The company offered few details on the cost of its proposed station and how much it would invest on its own for a station. “We have done financial modeling and it’s not going to be inexpensive,” Roth said, noting only that it would cost a “small fraction” of the ISS. “We’re prepared to invest beside NASA in a public-private partnership to make that happen.”

It will have company. Axiom Space will likely be interested in the CLD program, along with Nanoracks, another company with commercial space station ambitions. Redwire, a company formed last year through the combination of several smaller companies, such as space manufacturing company Made In Space, has also shown an interest in the program.

Redwire announced March 25 it would merge with a special-purpose acquisition corporation (SPAC) to go public, raising $170 million to allow it to make “strategic investments” and acquisitions.
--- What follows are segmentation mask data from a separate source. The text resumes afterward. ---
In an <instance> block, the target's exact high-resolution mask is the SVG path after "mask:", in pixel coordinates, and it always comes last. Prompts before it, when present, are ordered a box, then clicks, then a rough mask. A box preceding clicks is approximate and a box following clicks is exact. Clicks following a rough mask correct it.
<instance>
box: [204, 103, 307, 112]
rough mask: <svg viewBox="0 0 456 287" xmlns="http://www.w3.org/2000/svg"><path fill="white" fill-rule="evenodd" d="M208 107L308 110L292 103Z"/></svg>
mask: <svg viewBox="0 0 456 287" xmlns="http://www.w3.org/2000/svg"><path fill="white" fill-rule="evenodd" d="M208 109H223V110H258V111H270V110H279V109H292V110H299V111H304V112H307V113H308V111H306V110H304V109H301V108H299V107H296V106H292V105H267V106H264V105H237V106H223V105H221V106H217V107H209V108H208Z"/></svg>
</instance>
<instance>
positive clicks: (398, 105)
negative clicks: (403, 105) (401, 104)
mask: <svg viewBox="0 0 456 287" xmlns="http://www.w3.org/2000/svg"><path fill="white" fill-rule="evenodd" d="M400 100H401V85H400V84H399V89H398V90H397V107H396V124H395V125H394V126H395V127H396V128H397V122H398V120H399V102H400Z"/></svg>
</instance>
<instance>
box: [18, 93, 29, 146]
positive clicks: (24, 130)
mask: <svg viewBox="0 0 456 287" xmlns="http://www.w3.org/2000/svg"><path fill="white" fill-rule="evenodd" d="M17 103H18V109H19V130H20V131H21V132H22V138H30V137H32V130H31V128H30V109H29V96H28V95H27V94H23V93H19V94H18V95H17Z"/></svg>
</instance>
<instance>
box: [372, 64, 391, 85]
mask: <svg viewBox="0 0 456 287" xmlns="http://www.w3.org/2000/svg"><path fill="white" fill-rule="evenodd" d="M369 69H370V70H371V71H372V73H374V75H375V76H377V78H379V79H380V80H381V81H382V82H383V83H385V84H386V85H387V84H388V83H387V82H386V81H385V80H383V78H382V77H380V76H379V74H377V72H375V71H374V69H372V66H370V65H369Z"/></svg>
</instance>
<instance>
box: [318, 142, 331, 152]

In an investor presentation, it highlighted LEO commercialization as a strategic focus area, noting its technologies are “foundational for the second golden age of space,” which included commercial space stations.

But even as money flows into the space industry, the costs of both developing and operating a commercial station will likely require additional investment, either from the private sector or from NASA. McAlister noted at the industry day that the funding it will offer in phase 2 of CLD has yet to be determined, and will depend in part on what prices industry says it needs to charge to close its business case. “I can tell you that we plan on spending many hundreds of millions of dollars annually on the services in phase 2,” he said.

“For those of you who want to know what NASA’s plan is, this is it,” he said of CLD. “We really feel like this is a robust and comprehensive plan.”